Brazil: Government stirs controversy with military decree

Development: On 8 September Brazil’s defence minister, Jaques Wagner, contradicted the words of a presidential decree with a statement confirming that it would remain the military’s prerogative to manage its own personnel without government interference.

Significance: President Dilma Rousseff last week signed a decree transferring from the armed forces command to the defence minister the prerogative to promote officers and control the curricula of military academies. The president apparently did so without consulting congress or the military beforehand. Wagner’s statement may raise some doubts as to the capacity of President Rousseff to communicate not only with Brazilian institutions but also with her own subordinates at a time when Brazil faces a serious economic and political crisis.

  • According to reports in the local press, even Jaques was caught by surprise, with reports that the decree was spearheaded by the defence ministry’s secretary general, Eva Maria Chiavon, a member of the ruling Partido dos Trabalhadores (PT). Admiral Eduardo Bacellar Leal Ferreira – who was serving as interim defence minister last week in Wagner’s absence and whose name was published along with the presidential decree as one of its supporters – was quoted by the newsweekly Veja as saying that in fact he had never been consulted and had no previous knowledge of the decree until after it had been published and sent to congress.
  • Several congressmen accused the Rousseff government of using the decree to force the PT’s leftist ideology on the military. “The curriculum [of military academies] will be dictated by them [the PT]. Does the government want to infiltrate the military apparatus? What is their motivation?,” demanded Captain Augusto Rosa, a deputy representing the right-wing Partido da República. “We are running the risk of having the armed forces become subject to party influence,” declared Major Olimpio Gomes, a deputy for the leftist Partido Democrático Trabalhista
  • The controversy forced Jaques to issue an official statement saying that the government would publish an edit to the decree that would specifically guarantee the armed forces independence in the management of military personnel.

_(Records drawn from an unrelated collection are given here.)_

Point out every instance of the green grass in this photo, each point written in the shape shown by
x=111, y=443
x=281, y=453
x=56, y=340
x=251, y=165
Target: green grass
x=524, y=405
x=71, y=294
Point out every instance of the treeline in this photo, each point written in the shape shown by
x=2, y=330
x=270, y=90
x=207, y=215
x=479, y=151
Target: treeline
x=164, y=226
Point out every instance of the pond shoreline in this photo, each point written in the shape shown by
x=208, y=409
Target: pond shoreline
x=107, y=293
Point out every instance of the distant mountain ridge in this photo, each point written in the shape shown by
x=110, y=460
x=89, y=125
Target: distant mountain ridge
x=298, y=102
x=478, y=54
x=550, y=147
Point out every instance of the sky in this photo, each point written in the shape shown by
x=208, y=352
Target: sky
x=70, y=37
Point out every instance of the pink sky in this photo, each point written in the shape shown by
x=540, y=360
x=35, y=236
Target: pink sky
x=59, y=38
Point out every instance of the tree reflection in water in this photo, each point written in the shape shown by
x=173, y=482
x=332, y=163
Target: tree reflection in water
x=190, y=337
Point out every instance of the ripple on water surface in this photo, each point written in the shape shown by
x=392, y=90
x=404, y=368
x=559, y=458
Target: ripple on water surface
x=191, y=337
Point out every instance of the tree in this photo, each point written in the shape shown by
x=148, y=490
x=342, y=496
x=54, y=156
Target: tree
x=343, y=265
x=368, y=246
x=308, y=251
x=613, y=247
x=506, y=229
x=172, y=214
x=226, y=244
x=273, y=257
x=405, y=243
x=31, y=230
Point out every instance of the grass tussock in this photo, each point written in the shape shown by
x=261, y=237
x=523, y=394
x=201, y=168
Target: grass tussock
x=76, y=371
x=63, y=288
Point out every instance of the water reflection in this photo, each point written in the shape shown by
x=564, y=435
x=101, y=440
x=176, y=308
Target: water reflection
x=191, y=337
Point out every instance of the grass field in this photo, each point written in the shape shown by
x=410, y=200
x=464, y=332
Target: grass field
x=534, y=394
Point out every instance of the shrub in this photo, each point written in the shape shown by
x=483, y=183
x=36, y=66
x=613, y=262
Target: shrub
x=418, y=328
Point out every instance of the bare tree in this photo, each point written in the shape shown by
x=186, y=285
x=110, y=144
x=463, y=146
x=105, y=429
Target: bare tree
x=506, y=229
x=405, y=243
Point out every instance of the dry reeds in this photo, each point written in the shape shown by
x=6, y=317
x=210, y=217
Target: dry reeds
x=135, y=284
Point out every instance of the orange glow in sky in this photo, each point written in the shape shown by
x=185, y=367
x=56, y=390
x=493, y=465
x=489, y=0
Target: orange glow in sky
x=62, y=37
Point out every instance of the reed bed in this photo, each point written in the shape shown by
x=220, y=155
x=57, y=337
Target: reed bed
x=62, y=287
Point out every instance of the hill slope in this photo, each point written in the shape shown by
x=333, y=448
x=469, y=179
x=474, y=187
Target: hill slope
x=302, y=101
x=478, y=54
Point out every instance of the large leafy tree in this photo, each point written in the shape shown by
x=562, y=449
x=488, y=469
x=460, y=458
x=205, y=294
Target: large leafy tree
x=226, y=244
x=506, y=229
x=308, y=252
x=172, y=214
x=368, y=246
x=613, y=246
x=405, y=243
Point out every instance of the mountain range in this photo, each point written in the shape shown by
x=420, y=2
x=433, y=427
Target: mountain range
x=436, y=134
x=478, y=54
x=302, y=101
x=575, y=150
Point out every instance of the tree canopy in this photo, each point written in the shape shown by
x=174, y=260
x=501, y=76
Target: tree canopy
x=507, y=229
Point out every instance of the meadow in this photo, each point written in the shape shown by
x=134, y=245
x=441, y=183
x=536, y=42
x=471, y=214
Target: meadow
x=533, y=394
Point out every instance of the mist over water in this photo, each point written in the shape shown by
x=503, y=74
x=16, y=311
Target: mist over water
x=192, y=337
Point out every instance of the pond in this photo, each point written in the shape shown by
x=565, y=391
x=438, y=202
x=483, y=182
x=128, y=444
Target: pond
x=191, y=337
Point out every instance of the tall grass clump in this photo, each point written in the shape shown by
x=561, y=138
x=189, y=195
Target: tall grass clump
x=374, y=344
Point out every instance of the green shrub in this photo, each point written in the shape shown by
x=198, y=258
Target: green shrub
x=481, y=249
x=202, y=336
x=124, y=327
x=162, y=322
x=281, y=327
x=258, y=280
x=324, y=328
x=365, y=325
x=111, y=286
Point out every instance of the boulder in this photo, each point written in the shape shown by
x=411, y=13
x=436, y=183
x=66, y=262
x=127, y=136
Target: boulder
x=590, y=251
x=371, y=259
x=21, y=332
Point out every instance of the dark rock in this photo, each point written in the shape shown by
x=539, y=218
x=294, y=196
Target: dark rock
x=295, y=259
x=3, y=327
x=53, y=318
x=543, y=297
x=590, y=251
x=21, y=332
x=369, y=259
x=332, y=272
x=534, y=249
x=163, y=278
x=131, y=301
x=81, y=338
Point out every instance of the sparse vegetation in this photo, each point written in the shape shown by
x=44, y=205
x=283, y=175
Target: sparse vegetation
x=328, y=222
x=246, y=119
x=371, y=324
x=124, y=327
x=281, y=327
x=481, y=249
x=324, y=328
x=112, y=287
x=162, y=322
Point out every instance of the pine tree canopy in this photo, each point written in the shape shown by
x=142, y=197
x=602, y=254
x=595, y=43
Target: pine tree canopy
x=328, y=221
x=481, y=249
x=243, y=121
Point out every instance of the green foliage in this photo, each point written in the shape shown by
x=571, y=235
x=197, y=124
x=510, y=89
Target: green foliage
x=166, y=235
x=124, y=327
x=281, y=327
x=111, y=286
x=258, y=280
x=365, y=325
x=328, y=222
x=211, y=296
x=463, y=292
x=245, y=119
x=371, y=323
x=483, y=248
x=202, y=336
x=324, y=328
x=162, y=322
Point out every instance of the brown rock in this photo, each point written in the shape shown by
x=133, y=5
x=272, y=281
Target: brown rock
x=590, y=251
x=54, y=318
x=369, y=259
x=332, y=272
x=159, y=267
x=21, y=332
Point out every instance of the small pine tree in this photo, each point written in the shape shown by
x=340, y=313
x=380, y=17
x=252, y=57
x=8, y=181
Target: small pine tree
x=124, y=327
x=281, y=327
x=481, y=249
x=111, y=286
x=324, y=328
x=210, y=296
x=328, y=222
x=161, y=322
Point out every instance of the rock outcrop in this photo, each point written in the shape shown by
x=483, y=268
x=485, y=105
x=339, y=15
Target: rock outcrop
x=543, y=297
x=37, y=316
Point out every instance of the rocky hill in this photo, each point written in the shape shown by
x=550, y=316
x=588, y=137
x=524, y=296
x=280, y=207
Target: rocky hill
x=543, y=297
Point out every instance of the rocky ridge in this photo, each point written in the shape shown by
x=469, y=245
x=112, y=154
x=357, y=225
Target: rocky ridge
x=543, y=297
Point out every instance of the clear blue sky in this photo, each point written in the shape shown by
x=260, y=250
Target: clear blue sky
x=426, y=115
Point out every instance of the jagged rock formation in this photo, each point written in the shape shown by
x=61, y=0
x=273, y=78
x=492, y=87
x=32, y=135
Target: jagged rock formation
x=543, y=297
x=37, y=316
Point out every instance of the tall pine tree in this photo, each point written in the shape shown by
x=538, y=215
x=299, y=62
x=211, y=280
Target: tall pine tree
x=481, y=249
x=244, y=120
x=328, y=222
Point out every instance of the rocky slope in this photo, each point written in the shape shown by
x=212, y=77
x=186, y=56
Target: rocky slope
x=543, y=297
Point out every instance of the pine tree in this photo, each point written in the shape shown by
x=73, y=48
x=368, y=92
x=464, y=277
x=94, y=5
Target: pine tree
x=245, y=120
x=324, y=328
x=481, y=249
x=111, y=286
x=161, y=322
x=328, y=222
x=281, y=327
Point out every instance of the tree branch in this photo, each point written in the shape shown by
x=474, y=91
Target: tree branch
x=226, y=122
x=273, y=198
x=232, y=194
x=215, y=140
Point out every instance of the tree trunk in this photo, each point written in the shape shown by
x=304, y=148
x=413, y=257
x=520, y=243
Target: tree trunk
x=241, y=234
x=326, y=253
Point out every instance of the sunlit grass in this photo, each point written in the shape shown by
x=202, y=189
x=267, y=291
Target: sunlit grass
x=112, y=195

Looking Ahead: Even with additional guarantees of military independence in day-to-day affairs, the decree is unlikely to win enough support in congress to become law. This latest measure may prove a futile distraction for Rousseff, since even though the armed forces are subordinate to the President, any change to the organisation of the Brazilian military can only be done via constitutional amendment, according to legal experts.